An agent who accepts appointment must, under HRS 551E-10, act in accordance with your reasonable expectations or in your best interest, act in good faith, and stay within the authority granted. Under HRS 551E-6 the power of attorney terminates when you revoke it; if it was recorded, record the revocation too so it gives notice.
Frequently Asked Questions
A durable power of attorney is a written authorization that names an agent, also called an attorney-in-fact, to manage your financial and property affairs. The word durable signals that the authority holds up under HRS 551E-3 even after you become incapacitated, instead of lapsing the moment you can no longer decide for yourself. In Hawaii that durability is the built-in default.
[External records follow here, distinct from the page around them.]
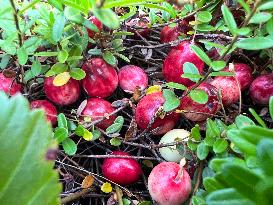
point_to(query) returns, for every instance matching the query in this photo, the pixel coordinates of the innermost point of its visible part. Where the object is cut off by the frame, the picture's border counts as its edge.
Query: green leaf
(61, 134)
(36, 68)
(228, 196)
(229, 19)
(62, 56)
(73, 14)
(69, 146)
(107, 17)
(266, 6)
(77, 74)
(56, 3)
(46, 54)
(87, 135)
(211, 184)
(241, 178)
(96, 135)
(269, 27)
(116, 126)
(218, 65)
(58, 27)
(271, 106)
(176, 86)
(265, 155)
(220, 145)
(191, 72)
(109, 58)
(257, 117)
(58, 68)
(260, 18)
(242, 121)
(22, 56)
(199, 96)
(23, 155)
(204, 16)
(171, 101)
(202, 151)
(195, 133)
(115, 142)
(201, 54)
(259, 42)
(62, 121)
(79, 130)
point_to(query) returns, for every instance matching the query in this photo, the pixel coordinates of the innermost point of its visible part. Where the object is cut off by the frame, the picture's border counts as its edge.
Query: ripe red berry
(132, 77)
(101, 79)
(120, 170)
(97, 108)
(49, 108)
(261, 89)
(146, 110)
(62, 95)
(173, 64)
(169, 184)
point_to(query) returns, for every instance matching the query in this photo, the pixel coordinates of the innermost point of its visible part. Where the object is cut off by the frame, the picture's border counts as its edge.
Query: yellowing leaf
(87, 135)
(153, 89)
(106, 188)
(61, 79)
(88, 181)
It comes down to what incapacity does to the agent's authority. A durable power of attorney rides straight through incapacity, while an ordinary, nondurable one stops there. Hawaii inverts the common assumption under HRS 551E-3: your document is durable from the start and becomes nondurable only if it expressly says it ends when you lose capacity.
Hawaii routes real-property recordings through a single statewide office, the Bureau of Conveyances, rather than through separate county recorders. HRS 502-84 requires a power of attorney for the transfer of Hawaii real property to be recorded there; without recording, the instrument is not binding to the detriment of third parties or conclusive on their rights and interests. Record it before your agent signs any deed or mortgage.
Yes. HRS 551E-51 lays out a statutory form power of attorney, and a document substantially in that form carries the meaning and effect the Uniform Power of Attorney Act prescribes. It is a financial and property form, so it authorizes no health-care decisions. Using it is optional; a custom document that satisfies HRS 551E-3 is equally valid.
Under HRS 551E-5, a Hawaii power of attorney takes effect the moment it is executed unless you delay it to a future date, event, or contingency. One set to spring on incapacity stays dormant until that trigger occurs. When it hinges on incapacity and you have not named anyone to confirm it, a physician or licensed psychologist supplies that determination in writing.
HRS 551E-31 sets aside a category of acts an agent cannot take without an express grant in the document. The list covers making a gift, creating, amending, revoking, or terminating an inter vivos trust, adjusting rights of survivorship, changing a beneficiary designation, delegating authority, and waiving the principal's right to a joint and survivor annuity. Silence on any of these leaves the agent without that power.
No. A power of attorney can be created only by a principal who still understands and can authorize it, because HRS 551E-3 requires the principal's own signature or one made in the principal's conscious presence at their direction. Once a relative can no longer knowingly sign, that route is closed, and the family must petition the court for guardianship or conservatorship instead. The Hawaii State Judiciary publishes self-help information on that process.
HRS 551E-6 lists revocation among the events that end a power of attorney, and the authority also terminates when you revoke the agent's power and no alternate agent is named. The statute prescribes no particular revocation form. Tell your agent and any bank or institution relying on the document, and if you recorded the original with the Bureau of Conveyances, record the revocation there as well.